While lawmakers attempt to reduce the deficit now, their actions will only increase the amount of money spent on healthcare in the future by cutting preventative services and forcing our County’s most at-risk patients to rely on emergency facilities for basic medical care. Already the average federal payment per Medicaid patient in California is the lowest in the nation (51st), almost 83% lower – at $813 – than the state of Alaska at $4,792. Today in Los Angeles County, Medicare and Medicaid pay only a portion – about 87% and 78% respectively – of the costs of providing medical services. County hospitals that rely on these federal reimbursements are left struggling to pay their bills, much less think about turning a profit.

The Medicaid payment disparity between California and other states is further exacerbated in Los Angeles County by the fact that an average community hospital here receives about 17% less MediCal dollars than does its counterpart in Northern California. Essentially, this means that poorer County hospitals which subsist predominately on MediCal reimbursements – and are at the core of the County’s safety net system – are already losing big dollars and chronically operating in the red.

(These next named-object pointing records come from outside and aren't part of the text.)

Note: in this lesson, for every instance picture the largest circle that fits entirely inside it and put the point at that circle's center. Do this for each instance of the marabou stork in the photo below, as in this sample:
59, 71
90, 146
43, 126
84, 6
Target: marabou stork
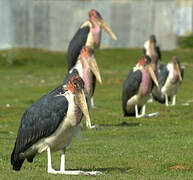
50, 124
151, 49
170, 77
137, 88
89, 34
87, 68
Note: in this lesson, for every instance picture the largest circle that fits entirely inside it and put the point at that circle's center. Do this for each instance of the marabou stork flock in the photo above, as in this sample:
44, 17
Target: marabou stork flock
51, 122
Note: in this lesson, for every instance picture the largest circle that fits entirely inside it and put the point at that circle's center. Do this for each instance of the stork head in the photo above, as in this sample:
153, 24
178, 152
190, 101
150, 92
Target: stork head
95, 16
75, 85
89, 60
176, 64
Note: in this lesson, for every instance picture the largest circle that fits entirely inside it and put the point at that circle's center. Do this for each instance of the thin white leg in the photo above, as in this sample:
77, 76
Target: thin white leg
166, 97
62, 163
143, 110
62, 167
50, 169
136, 112
174, 100
92, 102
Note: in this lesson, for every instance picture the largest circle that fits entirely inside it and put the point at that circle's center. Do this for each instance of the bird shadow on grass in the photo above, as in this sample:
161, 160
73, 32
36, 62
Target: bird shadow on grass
122, 124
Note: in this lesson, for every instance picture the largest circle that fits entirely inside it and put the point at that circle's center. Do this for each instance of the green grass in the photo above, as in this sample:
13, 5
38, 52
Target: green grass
146, 148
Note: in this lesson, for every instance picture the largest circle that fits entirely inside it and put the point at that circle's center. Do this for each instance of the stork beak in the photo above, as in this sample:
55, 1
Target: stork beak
107, 29
94, 68
153, 76
179, 73
80, 100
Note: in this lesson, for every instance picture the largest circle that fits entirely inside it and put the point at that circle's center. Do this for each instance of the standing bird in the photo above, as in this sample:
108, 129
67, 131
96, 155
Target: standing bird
151, 49
87, 68
170, 77
137, 88
89, 34
50, 124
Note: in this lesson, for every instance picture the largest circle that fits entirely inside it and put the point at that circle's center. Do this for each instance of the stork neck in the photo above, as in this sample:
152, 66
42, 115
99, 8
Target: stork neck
146, 81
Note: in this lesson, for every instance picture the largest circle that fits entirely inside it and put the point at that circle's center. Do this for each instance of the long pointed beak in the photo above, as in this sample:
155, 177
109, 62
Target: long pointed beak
94, 68
108, 30
179, 72
153, 76
80, 100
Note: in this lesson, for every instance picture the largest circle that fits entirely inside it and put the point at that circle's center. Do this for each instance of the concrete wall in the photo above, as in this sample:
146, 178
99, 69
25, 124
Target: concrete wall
50, 24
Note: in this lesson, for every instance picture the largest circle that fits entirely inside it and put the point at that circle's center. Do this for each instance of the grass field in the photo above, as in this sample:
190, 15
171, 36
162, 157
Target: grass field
147, 148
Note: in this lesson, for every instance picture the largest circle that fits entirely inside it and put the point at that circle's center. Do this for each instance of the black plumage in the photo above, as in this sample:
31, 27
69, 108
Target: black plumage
130, 88
39, 121
76, 44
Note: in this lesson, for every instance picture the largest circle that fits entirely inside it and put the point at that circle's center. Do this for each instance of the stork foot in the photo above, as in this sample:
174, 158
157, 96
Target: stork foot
93, 107
95, 127
81, 173
52, 171
156, 114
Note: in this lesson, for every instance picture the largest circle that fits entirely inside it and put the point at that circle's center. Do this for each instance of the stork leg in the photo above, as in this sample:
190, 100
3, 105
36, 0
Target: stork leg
166, 99
143, 110
92, 103
62, 166
62, 163
50, 169
174, 100
136, 112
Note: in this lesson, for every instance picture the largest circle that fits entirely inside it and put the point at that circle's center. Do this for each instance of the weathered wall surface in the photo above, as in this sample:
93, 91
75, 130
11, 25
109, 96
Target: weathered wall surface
50, 24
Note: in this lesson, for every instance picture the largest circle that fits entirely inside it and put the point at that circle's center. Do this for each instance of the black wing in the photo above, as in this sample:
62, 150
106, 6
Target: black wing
130, 88
76, 44
40, 120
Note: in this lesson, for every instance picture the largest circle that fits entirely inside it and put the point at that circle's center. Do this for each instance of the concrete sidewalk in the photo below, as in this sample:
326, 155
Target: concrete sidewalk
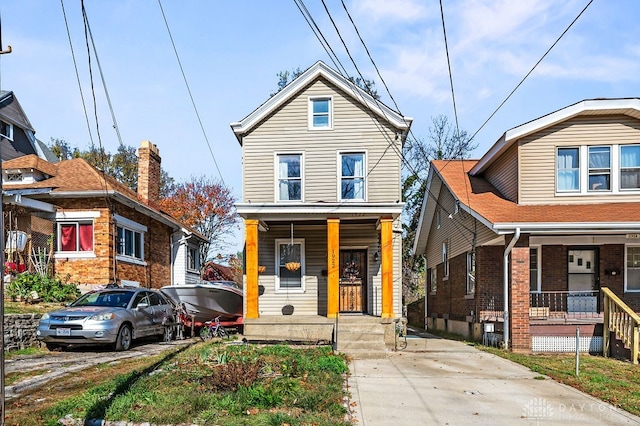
442, 382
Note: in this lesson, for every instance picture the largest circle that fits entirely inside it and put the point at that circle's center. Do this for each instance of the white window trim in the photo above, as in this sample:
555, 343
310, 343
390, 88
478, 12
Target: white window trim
276, 184
310, 112
538, 269
75, 216
626, 275
285, 241
130, 225
583, 155
365, 153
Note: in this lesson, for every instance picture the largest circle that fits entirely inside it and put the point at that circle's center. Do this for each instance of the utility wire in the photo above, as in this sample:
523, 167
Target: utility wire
193, 103
75, 65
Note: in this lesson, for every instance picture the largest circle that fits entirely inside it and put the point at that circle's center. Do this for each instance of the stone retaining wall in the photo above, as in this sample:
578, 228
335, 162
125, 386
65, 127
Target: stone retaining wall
20, 331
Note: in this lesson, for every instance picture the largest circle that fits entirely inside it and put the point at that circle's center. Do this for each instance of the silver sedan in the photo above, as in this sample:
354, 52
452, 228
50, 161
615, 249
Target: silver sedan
115, 316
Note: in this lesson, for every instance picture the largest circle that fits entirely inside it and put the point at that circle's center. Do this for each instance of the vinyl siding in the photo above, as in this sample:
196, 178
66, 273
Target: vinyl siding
313, 301
503, 174
538, 153
354, 129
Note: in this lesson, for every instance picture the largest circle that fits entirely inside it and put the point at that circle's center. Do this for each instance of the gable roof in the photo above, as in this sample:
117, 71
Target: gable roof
484, 202
625, 106
76, 178
319, 69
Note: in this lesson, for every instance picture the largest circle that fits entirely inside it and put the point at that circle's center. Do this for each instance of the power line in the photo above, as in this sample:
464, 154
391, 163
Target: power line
193, 103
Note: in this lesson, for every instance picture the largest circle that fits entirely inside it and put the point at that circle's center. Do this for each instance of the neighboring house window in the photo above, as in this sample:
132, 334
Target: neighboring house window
320, 113
534, 257
193, 258
599, 168
6, 130
471, 272
289, 177
568, 169
352, 176
434, 280
290, 252
445, 258
75, 236
630, 167
130, 240
633, 269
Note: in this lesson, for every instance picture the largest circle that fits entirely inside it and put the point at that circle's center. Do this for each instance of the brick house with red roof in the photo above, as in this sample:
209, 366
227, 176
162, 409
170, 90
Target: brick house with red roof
520, 242
82, 224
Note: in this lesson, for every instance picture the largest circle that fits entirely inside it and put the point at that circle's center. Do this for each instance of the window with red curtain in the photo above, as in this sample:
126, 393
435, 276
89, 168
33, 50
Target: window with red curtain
76, 236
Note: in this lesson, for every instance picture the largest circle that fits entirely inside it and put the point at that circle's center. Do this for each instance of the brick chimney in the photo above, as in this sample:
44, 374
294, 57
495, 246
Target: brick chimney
149, 172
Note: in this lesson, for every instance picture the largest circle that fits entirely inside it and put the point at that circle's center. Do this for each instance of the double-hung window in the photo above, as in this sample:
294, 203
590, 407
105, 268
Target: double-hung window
568, 169
290, 278
599, 168
352, 176
320, 113
630, 167
130, 240
289, 177
75, 236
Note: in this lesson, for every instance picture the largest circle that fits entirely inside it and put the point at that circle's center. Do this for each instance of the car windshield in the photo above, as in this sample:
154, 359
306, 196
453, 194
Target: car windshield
115, 299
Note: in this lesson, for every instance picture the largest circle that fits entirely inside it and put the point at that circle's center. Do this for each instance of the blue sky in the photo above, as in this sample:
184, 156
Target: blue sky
231, 52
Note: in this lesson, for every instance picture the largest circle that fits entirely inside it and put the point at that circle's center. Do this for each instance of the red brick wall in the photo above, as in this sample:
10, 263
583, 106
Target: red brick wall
99, 270
519, 295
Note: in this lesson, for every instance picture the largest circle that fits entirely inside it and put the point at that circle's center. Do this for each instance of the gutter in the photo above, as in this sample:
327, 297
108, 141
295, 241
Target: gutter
507, 251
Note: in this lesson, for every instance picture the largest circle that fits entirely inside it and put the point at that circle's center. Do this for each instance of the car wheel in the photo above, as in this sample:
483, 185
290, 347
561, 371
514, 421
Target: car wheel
123, 341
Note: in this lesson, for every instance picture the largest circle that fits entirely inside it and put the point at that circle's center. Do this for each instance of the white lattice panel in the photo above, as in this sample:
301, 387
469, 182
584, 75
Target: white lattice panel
566, 344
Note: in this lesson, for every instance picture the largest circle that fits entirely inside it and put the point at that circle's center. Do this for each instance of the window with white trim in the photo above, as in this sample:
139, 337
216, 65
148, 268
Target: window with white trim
630, 167
6, 130
445, 258
320, 113
289, 275
352, 176
632, 275
289, 182
471, 272
75, 236
193, 258
599, 168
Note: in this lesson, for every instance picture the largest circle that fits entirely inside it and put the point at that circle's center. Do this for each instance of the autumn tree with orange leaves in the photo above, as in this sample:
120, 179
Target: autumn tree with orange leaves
206, 206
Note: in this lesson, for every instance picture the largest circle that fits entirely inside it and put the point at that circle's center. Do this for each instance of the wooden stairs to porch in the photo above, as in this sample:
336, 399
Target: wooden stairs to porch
361, 337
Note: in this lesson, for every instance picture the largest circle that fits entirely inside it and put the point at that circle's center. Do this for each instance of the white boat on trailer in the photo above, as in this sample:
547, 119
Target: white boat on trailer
207, 300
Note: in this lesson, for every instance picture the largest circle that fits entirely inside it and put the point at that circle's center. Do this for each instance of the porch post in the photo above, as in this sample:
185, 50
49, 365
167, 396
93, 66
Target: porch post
333, 275
387, 266
251, 286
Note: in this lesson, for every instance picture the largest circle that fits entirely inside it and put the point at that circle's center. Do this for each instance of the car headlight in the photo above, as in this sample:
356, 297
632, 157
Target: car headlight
103, 317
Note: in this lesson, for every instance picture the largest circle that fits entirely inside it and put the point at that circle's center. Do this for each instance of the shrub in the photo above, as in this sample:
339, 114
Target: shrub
48, 289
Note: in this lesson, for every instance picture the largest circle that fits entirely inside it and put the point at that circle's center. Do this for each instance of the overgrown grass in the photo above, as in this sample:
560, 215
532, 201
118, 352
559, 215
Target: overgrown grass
613, 381
214, 383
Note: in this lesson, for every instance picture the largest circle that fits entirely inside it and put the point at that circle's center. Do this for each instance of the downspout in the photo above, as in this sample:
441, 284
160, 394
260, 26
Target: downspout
507, 251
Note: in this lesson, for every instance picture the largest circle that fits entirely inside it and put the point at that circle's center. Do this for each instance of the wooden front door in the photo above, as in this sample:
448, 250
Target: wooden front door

Additional budget cuts will aggravate these MediCal inequities between north and south and threaten the supply chain of healthcare services for everyone in Southern California, not just the poor. With these budget cuts, fewer doctors in Los Angeles will be inclined to treat MediCal patients, which will shift the critical mass of MediCal patients seeking care even further towards our already overloaded emergency care system. This means bad news for all of us, in the form of significantly longer ER wait times, reduced access to hospitals and physicians, and further decline in the availability of emergency care.

It is the job of our elected officials to make tough choices under challenging conditions. Ultimately, these choices should be made with the long term goal to make the day-to-day lives of their constituents better.  Our County’s hospitals are currently fighting for their lives. Their future is now. Instituting budget cuts that will further debilitate our besieged hospital system and significantly weaken the fragile MediCal link that already discriminates against L.A. County is the wrong prescription to cure our budget deficit and protect the long term future of the County’s economy and the health of its residents.

Bill Allen, President & CEO, Los Angeles County Economic Development Corporation

Gary Toebben, President & CEO, Los Angeles Area Chamber of Commerce

Yolanda Vera, Director, LA Health Action

Ron Wood, President & CEO, San Gabriel Valley Economic Partnership

Bruce Ackerman, President & CEO, Economic Alliance of the San Fernando Valley

Randy Gordon, President & CEO, Long Beach Area Chamber of Commerce

Data is from 2004. See, Hidden in Plain Sight: The Economic Contributions of Southern California’s Hospitals and Related Services, Los Angeles County Economic Development Corporation (February 2006), at pages 12, 14-15 (In LA County, hospitals directly employed over 132,000 people in 2004, which is roughly the population of the City of Palmdale or Lancaster in 2004.).